The look forward also comes here with some potentially interesting aspects as Michener is set to promote Chandler to the chief of naval operations. Bringing us some idea of what’s going on with the northeast dealing with warlords of different factions in cities and problems in the southwest with resources being claimed by others. A nod towards South America is also welcome as Michener makes it clear that they have a whole lot to deal with in the future. I like the prospect of world re-building that they can do here, giving us a break with the ship in drydock for a few months, but I’m wary of how well a show like this can do. We also get some fun in resolving the situation with Rachel and her murder charges, but being the savior of the species and with close connections to the President certainly helps. I really don’t care for the sexual tension that they try and force between her and Chandler though because it just doesn’t work for me in the slightest.

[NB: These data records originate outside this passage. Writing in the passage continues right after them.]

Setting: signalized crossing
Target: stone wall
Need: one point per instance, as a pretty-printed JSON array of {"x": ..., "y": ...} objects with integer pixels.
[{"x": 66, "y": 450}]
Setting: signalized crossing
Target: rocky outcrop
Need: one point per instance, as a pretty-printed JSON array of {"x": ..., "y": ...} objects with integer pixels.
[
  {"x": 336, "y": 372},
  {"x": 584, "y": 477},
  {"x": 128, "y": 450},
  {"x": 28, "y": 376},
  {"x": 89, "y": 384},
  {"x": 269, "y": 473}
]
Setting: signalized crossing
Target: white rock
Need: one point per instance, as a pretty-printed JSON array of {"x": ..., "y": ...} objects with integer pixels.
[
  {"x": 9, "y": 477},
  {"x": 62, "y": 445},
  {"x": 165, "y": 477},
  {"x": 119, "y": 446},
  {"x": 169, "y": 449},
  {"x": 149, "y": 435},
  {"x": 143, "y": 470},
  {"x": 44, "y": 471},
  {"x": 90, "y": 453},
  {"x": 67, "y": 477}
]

The Last Ship does end on a mostly positive note with a lot of things going on with the crew and the celebration that’s going on with a job well done while acknowledging all the work ahead of them. Of course, it has to give us a proper cliffhanger but unless that character isn’t coming back then you know it’s going to get fixed, much like Rachel’s pardon. The episode provides for a good finale for the season as it works a model of dealing with the closure needed to bring the chapter itself here to a good conclusion while allowing the cast of characters and some of their subplots to get dealt with to varying degrees while also potentially adding some new wrinkles to what’s to come. I’m definitely curious to see how they’re going to adapt to a spreading cure because even dealing with factional issues out there is going to be different from the race to save humanity overall. The property is one that works far better in the written form simply because of budgetary constraints but it largely manages to do a lot of things right with what it has. I’ll be on board for another season easily enough.